Rapunzel, Rapunzel, let down your golden hair.
And as soon as she had let down the marvelous golden ladder the Prince climbed up.
At first Rapunzel was terribly frightened when a man came in, for she had never seen one before. But the Prince spoke to her kindly and told her at once that his heart had been so touched by her singing he felt he should know no peace of mind till he had seen her. Very soon Rapunzel forgot her fear, and when he asked her to marry him she consented at once.
For, she thought, he is young and handsome, and I’ll certainly be happier with him than with the old witch.

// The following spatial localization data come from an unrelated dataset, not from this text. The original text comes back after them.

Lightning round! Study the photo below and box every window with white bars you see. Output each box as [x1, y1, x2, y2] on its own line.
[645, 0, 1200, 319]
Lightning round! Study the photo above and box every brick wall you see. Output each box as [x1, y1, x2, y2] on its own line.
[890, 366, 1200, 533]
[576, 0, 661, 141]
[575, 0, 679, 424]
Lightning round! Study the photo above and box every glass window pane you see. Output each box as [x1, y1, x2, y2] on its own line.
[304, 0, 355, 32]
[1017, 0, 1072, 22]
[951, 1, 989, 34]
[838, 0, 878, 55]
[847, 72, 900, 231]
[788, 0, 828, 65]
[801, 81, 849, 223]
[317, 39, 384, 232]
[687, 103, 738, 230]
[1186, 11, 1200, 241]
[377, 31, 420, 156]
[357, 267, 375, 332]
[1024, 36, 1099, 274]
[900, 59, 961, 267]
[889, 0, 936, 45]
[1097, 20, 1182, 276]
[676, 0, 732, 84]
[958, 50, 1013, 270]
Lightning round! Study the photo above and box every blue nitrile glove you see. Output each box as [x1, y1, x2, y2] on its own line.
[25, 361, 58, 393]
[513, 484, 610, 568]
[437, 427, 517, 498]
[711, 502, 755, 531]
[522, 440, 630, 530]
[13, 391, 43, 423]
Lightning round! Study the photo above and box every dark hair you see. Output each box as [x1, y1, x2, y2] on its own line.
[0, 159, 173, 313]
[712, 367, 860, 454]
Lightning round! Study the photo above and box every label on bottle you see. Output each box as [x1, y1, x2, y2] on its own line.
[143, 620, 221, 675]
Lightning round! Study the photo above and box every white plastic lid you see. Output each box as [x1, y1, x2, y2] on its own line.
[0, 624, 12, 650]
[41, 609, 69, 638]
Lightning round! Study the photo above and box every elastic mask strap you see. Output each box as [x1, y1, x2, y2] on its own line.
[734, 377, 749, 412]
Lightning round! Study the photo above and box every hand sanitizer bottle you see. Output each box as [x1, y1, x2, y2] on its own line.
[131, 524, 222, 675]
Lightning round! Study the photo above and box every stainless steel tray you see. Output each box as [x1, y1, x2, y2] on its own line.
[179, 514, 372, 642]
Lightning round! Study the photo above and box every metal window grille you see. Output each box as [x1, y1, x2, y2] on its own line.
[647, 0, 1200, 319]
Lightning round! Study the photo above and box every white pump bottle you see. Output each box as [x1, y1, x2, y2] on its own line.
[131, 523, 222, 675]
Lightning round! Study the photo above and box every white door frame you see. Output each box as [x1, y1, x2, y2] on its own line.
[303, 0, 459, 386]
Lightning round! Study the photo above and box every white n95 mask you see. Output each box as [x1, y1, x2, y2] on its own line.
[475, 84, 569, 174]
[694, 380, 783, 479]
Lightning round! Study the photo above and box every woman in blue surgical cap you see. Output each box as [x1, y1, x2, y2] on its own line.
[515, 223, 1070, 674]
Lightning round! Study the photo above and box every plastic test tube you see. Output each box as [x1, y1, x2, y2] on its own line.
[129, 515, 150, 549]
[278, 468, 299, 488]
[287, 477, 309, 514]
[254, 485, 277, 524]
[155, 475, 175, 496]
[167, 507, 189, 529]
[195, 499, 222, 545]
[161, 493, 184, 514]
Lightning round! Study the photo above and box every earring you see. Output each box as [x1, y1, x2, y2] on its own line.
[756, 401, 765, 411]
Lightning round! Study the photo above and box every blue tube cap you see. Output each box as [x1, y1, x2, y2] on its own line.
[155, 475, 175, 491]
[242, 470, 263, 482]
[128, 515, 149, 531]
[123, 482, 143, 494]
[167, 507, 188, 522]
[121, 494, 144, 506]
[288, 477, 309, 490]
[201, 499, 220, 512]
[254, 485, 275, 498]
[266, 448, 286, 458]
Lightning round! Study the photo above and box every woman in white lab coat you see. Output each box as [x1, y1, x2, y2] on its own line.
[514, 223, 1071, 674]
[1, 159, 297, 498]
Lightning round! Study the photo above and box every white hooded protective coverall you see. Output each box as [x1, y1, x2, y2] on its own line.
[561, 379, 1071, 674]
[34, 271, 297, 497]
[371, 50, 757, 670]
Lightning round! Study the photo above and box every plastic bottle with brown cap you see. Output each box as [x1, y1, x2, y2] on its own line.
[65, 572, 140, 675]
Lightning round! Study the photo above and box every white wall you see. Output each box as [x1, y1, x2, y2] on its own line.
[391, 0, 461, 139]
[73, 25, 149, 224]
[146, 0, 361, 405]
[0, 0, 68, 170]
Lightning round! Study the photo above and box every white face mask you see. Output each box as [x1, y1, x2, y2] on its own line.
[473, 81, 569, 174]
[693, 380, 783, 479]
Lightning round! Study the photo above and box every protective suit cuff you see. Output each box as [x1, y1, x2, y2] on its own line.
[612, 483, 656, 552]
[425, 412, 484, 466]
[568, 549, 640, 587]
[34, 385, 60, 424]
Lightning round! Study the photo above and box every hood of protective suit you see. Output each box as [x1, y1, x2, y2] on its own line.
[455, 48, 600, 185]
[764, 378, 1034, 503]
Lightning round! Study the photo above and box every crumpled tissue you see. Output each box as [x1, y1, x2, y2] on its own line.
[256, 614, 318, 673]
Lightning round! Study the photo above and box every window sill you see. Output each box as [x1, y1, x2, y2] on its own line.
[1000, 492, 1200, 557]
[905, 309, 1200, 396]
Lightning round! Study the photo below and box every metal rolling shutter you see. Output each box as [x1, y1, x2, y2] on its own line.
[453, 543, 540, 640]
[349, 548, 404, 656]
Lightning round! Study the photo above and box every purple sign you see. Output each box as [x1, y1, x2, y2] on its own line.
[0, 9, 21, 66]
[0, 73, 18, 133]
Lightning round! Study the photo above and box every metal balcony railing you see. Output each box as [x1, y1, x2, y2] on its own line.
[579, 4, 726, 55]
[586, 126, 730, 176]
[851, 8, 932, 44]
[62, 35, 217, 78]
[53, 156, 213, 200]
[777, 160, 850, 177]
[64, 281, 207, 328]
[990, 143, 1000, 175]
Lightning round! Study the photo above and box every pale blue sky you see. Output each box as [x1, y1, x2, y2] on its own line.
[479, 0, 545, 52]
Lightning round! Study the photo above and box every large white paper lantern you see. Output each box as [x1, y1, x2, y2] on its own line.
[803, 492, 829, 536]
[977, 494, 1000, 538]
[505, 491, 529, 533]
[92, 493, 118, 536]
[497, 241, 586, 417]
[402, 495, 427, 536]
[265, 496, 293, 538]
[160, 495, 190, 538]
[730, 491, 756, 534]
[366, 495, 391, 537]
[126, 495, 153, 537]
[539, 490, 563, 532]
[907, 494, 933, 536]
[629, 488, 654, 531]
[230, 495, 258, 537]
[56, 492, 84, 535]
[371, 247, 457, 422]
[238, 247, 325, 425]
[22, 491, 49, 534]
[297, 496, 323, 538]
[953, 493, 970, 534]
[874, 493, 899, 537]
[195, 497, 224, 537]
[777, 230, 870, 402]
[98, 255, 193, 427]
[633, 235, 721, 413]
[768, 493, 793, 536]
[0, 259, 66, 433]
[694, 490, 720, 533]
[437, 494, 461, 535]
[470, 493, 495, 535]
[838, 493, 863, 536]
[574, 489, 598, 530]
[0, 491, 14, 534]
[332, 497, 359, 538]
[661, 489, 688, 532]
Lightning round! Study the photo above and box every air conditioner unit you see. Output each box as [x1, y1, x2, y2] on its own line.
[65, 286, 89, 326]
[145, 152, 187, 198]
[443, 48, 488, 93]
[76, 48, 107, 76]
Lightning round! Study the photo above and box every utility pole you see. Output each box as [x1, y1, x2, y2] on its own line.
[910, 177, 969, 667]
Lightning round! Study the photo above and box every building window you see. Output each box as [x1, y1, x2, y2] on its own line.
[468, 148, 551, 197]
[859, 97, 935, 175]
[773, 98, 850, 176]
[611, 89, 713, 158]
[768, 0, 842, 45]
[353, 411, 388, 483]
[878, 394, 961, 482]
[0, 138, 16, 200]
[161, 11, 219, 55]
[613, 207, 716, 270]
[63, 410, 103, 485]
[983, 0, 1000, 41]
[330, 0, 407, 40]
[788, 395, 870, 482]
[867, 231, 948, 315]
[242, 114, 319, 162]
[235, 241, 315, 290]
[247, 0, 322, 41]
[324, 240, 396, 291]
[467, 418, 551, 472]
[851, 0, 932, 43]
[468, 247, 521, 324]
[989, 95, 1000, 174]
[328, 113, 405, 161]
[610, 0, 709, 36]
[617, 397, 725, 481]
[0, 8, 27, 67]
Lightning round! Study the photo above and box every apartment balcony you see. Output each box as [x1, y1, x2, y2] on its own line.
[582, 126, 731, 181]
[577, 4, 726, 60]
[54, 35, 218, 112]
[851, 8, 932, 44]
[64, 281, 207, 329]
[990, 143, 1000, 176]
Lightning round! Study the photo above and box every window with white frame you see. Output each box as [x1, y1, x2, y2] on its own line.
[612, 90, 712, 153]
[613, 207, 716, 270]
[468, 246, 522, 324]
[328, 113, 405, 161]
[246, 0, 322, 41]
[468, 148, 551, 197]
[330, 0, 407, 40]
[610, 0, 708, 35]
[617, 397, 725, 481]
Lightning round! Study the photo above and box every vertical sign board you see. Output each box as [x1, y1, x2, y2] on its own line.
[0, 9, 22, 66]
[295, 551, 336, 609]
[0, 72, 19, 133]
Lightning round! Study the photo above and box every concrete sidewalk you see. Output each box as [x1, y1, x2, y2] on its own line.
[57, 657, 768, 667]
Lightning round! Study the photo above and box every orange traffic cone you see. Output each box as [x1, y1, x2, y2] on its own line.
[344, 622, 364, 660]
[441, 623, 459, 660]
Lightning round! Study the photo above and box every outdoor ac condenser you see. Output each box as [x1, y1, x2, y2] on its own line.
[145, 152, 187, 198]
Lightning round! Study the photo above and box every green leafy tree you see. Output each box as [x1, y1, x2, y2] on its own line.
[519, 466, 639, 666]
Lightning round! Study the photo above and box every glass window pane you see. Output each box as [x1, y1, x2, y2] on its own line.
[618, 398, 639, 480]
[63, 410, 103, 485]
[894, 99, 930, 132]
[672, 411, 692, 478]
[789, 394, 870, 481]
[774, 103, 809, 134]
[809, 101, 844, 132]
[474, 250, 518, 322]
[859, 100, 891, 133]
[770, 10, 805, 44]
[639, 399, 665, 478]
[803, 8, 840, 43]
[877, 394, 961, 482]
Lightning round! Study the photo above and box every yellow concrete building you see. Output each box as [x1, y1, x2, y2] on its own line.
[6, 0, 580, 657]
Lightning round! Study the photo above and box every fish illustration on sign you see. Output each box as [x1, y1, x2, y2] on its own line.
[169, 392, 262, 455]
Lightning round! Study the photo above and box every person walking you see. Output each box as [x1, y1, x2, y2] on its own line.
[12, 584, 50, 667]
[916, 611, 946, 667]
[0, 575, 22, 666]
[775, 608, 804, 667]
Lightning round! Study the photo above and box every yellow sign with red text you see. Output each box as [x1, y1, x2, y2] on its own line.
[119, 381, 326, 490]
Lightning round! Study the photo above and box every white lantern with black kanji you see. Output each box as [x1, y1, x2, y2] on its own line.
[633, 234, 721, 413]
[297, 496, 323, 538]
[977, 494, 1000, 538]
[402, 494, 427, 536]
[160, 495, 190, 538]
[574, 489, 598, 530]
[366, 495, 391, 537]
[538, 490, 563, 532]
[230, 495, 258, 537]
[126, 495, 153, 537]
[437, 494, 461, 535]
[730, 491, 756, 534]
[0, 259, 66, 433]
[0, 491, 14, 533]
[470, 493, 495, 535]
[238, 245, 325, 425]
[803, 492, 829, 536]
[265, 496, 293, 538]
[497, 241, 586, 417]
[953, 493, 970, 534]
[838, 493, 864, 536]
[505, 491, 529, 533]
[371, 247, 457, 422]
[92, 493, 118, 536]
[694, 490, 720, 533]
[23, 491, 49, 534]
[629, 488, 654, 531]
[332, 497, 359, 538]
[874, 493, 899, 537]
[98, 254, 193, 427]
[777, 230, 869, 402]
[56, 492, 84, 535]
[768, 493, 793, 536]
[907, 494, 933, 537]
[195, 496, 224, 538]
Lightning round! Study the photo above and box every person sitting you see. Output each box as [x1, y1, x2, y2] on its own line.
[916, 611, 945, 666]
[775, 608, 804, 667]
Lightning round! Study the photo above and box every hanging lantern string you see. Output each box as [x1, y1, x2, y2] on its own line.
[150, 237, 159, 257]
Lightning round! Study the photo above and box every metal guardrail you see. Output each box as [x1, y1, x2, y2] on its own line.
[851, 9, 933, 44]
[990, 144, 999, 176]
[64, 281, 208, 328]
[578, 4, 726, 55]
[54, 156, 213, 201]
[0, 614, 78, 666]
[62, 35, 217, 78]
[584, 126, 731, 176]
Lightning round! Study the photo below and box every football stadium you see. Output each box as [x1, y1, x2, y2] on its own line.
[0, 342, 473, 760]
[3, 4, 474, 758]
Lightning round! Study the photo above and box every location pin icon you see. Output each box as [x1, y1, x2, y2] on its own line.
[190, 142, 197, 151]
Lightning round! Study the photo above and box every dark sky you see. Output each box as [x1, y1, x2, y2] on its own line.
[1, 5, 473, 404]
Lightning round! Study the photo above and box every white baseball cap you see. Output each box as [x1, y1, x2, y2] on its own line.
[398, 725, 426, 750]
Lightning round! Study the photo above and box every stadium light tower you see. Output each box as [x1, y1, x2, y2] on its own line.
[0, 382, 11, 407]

Well who can argue with that logic?
A package from Ma arrived in the mail yesterday containing the 1967 Reader’s Digest “The World’s Best Fairy Tales” – a book I loved to read from the moment I knew how to read. When my best friend’s mother asked if I could read with her daughter and try to get her as interested in books as I was, this was the one to do it. (unfortunately, the transplant was rejected)
I know it had an impact on me. Just look at the style of the drawing. That is exactly how pictures appear in my head every time I pick up a pen or brush.
The book needs some repair. I’ll have to get it to the Scourge’s person to fix the binding and loose pages.
It’s full of pressed maple leaves, some still red. And one leaf I don’t recognize yet. I’ll have to look it up. And drawings of snowmen – I must have had a fascination one day – there are a dozen of them, drawn in felt marker, all through the book.
Blue Beard was nightmarish, The Goose Girl was admirable, Billy Beg was sad and who wouldn’t be scared straight by the fate of the naughty girl in The Red Shoes.
I’m very much looking forward to reading these all again. Thanks Ma!

8 Responses to “Childhood influence”

  1. Mom says:

    You are welcome!
    for the book and for getting you reading at an early age. Although I don’t think I had a lot to do with that. You were ready!

    PINK

  2. randy says:

    What a great story and even better memories. Thanks, too, to Ma McRae for such foresight (Moms are like that). Hey JA, I just read a book called The Catcher Was A Spy you’d love; Google Moe Berg and see what comes up.

  3. JA says:

    “Reading at an early age” is the reason I pulled the fire alarm at the School Board Open House.
    Let that be a caution to hasty teachers!

  4. rob says:

    I thought that book was supposed to be mine. Check the will!!

  5. Susanne says:

    Julie, the reason you pulled the alarm was because Mrs. Murray was holding you right there, hoping you’d pull it. She thought it was funny.

  6. Susanne says:

    ..she stood with her back to the alarm, with you draped over her shoulder, and she kept saying, “now don’t pull the alarm !”, while keeping you close to the handle. I don’t doubt you could read it, but you were double-talked into an early rap-sheet.